If you could go anywhere in the world, where would you go? Paris, Rome, London, Prague. Usually the answer to this question varies with all sorts of exotic places around the world. But what makes a place really worth traveling to? I'm a traveller myself, and can't wait to go on the next adventure that will take me to a unique and different place somewhere in the world. But when it comes to it, if I could go anywhere in the world, without a doubt I would choose Dowagiac, Michigan every time.
Dowagiac is home to our family lake house of many years. Dowagiac perfectly fits the definition of a small, forgotten town. The town has basic needs: a gas station, a grocery store, a boat shop of course, and an arrangement of family-owned small businesses or simply food stands. But small towns aren't to be underestimated. Some of the best food and finds reside in small towns just like Dowagiac. Every spring the anticipation for the first trip to the lake builds up so high, sometimes my mouth waters just thinking about the authentic Mexican grocery store I go to every weekend for lunch. For almost 10 years it's been the best Mexican food I have ever tasted, and I don't anticipate that changing. Even though my favorite spots in town are some of my favorite spots anywhere, you don't even need the town with shelter on the lake. First of all, Indian Lake reigns over any other lake nearby because of it's shape, size, and the land we own on it. Indian Lake houses just enough other people to never be overcrowded, and to create a warm community feel. Our cottage faces the sunset, one of my most favorite things to watch on the end of the dock each night.
I would even go so far as to say as long as you have a lake you don't even need shelter. Our cottage has been in the family for so long, there are holes in the floor. A neighborhood squirrel has claimed our cottage as his home over the winter, and usually at the beginning of the summer he doesn't even move out as we reside in it for those 3 months. The floor is sinking in in the kitchen, and there's heat but no air conditioning. You can look around the lake and see some houses that definitely don't deserve to solely be used for the summer months, but there isn't one thing I would change about our cottage. Unless the floors actually fall through, of course. The history our cottage holds on the lake is too fascinating and too important to care about any sort of renovations. I dread the day our little cottage collapses to the ground (trust me, that day is in its future), but I will be comforted knowing how well it was preserved and used all of these years.

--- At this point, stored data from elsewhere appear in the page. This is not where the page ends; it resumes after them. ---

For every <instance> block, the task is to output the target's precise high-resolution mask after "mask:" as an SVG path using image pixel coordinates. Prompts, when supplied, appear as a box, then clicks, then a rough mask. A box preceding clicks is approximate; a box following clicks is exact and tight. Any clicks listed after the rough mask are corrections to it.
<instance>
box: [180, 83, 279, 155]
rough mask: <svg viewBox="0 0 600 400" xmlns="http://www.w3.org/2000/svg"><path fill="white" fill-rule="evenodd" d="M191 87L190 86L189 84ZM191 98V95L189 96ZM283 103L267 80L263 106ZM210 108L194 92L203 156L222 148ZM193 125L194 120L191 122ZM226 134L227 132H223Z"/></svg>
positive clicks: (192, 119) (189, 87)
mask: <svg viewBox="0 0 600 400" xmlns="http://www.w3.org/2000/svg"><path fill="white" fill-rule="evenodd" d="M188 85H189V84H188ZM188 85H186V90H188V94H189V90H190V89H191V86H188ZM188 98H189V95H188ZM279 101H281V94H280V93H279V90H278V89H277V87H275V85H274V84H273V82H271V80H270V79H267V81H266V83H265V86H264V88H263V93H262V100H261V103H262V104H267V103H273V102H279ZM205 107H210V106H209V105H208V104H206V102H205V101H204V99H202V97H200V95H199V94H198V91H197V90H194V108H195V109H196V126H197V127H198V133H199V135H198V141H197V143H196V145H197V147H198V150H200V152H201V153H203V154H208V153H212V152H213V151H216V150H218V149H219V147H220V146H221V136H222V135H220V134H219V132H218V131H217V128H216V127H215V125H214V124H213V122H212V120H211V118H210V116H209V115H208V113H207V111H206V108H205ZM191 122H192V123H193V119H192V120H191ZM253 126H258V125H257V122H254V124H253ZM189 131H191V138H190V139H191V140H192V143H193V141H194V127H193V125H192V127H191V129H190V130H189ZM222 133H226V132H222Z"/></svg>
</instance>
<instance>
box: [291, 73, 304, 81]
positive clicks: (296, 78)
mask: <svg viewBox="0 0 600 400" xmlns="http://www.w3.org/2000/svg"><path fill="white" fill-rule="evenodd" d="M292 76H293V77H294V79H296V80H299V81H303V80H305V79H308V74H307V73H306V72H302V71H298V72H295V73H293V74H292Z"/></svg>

Even though traveling to my lake house isn't a new and exotic experience, like picking a spot on the map to go in Europe, or immersing myself in a completely different culture, I still feel like I experience something new up there every time I go. I could never get tired of waking up late in the morning, lazily walking to the end of the dock, surrounded by the peace and calm that comes with the lake, and really not having a worry in the world. Traveling up to Dowagiac every summer has taught me an important lesson about vacationing in general, too: If you aren't relaxed, if you're worrying, you're not on vacation. It's too easy for me to choose Michigan as my go-to travel destination.